Other expense components, which include occupancy, depreciation and amortization, increased $980,000 quarter to quarter. Occupancy costs as a percentage of revenues declined during third quarter 2004 versus 2003, indicative of the fixed nature of these costs.

 

Expenses related to stores that were opened during the second half of 2003 accounted for $0.8 million of the increase in total store expense, primarily due to employee compensation and higher losses. Comparable store expenses for the current quarter increased over prior year’s quarter by approximately $2.2 million, or 13.8%. The increase in total expenses from stores opened during 2004 (approximately $1.0 million) was partially offset by the lack of expenses for stores closed during 2003 and 2004.

 

Store Gross Profit.

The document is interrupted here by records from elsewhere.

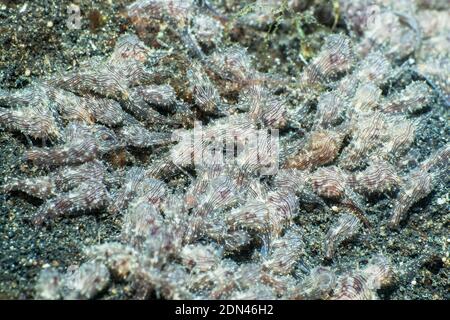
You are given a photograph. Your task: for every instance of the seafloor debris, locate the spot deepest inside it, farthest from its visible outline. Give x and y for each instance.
(194, 200)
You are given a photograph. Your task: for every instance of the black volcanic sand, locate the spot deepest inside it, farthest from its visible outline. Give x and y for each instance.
(31, 46)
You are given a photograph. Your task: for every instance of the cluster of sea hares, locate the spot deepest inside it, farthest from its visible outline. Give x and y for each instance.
(178, 240)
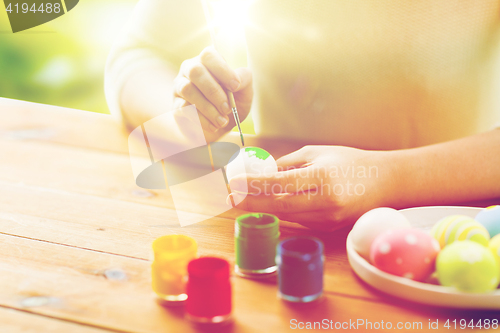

Store gross profit improved $2.3 million, or 24.7%, from $9.3 million in third quarter 2003 to $11.6 million in third quarter 2004. Store gross margin, which is store gross profit as a percentage of revenues, improved to 36.3% from 35.6%. Comparable stores during third quarter 2004 reported a gross margin of 39.9%, versus 37.7% in third quarter 2003. Stores opened during the last six months of 2003 contributed $329,000 in gross profit during third quarter 2004. Stores opened during 2004 reported a modest loss for the three months ended September 30, 2004.

 

Regional and Corporate Expenses. Regional and corporate expenses increased $1.3 million during the three months ended September 30, 2004, to $4.4 million from $3.1 million in prior year’s quarter. This increase was largely attributable to additional corporate personnel to ensure efficient support for the increase in the number of stores. Together, regional and corporate expenses totaled 14.0% of revenues in third quarter 2004, which is below our expected annual range of 15% to 16% of revenues. The higher expected level of regional and corporate expenses reflects the additional costs of being a public company and the related reporting and compliance expenses.

 

Interest. Interest income totaled $40,000 during the three months ended September 30, 2004 compared to interest expense of $193,000 in third quarter 2003. This change quarter to quarter reflects the repayment of all indebtedness with the proceeds received in connection with our Public Offering completed in July 2004 and the investment of the remaining proceeds in cash equivalents.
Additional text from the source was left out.